This refer to buffering in user space performed by application or standard library. The C language does not provide any advanced I/O function. In turn, the standard C library (stdio) provides a platform independently user buffering solution. As buffering is maintained in user space rather than kernel space, there is a performance improvement. Standard I/O calls are not system calls.
The standard I/O routines use file pointer instead of file descriptor. Inside C library, file pointer is mapped to file descriptor. File pointer points to FILE typedef.
e.g. FILE * fopen(const char *path, const char *mode)
Mode includes
r = read
w = write
a = append
r+ = read and write, position at the start of file
w+ = read and write, truncate the file to size 0, positon at start of file
a+ = read and write, create file if does not exist, position at end of file
Other stdio routines include
fdopen - open using fd
fgetc/fputc - read/write a character from stream
ungetc - put a read character back to stream. If multiple characters are unget, they are read in reverse order. In other words, the last ungetc char will be returned first. POSIX allows only 1 push back. If a seek is performed before read, all pushed back characters will be lost.
fgets/fputs - read/write a string. For read, a \0 character will be place at the end of the buffer. Reading stop at EOF or a newline character is reached. Newline \n is stored in the provided buffer
fread/fwrite - read/write specified number of elements (structures) from file. This is reading the file as binary data.

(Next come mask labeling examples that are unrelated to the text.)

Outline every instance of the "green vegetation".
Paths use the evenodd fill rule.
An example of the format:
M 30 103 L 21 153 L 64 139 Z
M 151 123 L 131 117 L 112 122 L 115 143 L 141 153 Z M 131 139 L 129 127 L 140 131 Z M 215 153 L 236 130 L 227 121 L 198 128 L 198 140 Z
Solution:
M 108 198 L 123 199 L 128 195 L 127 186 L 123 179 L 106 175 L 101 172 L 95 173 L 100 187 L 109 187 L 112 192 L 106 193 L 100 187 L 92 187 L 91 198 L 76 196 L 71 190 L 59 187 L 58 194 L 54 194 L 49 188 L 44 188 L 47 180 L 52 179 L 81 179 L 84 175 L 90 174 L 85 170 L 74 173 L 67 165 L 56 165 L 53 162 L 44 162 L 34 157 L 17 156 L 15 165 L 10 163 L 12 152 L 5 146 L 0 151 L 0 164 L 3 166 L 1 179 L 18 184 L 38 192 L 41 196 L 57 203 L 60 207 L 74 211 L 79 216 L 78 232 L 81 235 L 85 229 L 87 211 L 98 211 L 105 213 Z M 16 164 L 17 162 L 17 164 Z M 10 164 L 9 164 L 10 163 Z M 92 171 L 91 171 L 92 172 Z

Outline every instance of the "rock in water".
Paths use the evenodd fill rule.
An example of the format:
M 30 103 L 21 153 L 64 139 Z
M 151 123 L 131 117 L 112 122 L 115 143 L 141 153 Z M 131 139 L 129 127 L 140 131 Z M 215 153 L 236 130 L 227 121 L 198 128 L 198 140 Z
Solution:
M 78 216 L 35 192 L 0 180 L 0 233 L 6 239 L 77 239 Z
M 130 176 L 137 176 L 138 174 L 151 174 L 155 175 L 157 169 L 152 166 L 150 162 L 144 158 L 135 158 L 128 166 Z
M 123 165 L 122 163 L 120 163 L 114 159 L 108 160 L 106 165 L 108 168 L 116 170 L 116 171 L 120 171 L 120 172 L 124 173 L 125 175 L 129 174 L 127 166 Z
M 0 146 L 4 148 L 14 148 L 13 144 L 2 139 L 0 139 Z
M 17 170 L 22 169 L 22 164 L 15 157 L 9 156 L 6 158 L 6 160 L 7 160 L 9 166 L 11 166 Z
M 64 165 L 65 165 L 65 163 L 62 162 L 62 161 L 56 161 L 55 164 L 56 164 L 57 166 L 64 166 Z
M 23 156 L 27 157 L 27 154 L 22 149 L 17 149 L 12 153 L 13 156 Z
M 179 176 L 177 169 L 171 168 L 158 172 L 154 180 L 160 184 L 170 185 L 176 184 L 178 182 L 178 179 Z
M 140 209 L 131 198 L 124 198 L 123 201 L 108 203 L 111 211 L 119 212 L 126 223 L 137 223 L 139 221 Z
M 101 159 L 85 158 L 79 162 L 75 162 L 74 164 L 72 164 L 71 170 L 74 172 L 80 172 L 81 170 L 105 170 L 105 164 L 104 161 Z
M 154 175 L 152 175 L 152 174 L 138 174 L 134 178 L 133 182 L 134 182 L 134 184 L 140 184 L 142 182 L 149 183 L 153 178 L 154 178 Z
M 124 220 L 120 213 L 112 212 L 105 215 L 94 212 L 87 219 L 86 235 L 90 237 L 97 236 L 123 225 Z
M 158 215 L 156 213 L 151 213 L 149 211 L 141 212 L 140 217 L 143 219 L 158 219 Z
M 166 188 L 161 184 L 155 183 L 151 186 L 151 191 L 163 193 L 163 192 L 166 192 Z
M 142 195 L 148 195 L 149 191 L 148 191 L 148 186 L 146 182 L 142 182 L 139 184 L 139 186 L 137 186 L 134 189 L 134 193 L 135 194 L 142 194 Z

fseek - seek to a particular position in the file
fsetpos - similar to seek. This function is provided mainly for non-UNIX platform with have complex type representating stream positon.
rewind - reset the sream position to start of file
ftell - return the current stream position
fgetpos - pair with fsetpos above
fflush - write data from buffer to kernel space. No gurarantee that the data are flushed to disk. Issue fsync() after the flush to ensure data are written to disk.